Não sou a favor da cultura ser transmitida unicamente pela iniciativa privada, mas é só fazer um breve balanço dos últimos 20 anos e ver que as inúmeras linguagens culturais (independente da qualidade) chegaram a pessoas que nem passavam perto dela (realizadores e espectadores).
Apresentar soluções a partir da realidade atual, não só criticar!
Carlos, isso é chover no molhado. Todos sabemos os efeitos públicos das políticas privadas. Mas o lugar da cultura na estratégia de longo prazo do país está equivocado.
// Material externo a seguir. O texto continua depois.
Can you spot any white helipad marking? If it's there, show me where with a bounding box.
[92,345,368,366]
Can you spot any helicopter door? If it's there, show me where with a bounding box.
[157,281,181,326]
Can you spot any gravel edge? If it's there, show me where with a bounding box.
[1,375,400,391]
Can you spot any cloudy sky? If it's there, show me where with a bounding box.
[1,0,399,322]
Não saímos daquele lugarzinho periférico do assistencialismo e da celebração do bom selvagem. Precisamo evoluir, colocar nossas potencialidades socioeconômicas, que estão aí, são latentes, pra fora. Precisamos saber o que fazer com isso que está aí e é real. Ou então vamos ficar a vida inteira nos lamentando por não ter dinheiro, não ter um ministro à altura da riqueza cultural brasileira etc etc. Abs, LB
Carlos,vc é um incuravel e adoravel sonhador.
Abs, Samara-BM
capital privado na cultura?
Qual Mauricio?
sei que isso é chover no campo molhado Leonardo mas..
é só uma defesa de reflexo!
o ataque do outro time está chuverando na pequena area neste final de jogo.abs
Espectacular artículo! Muy bueno este espacio de “Cultura e mercado” en donde se pueden encontrar notas tan buenas y frontales como esta. Felicitaciones desde Argentina.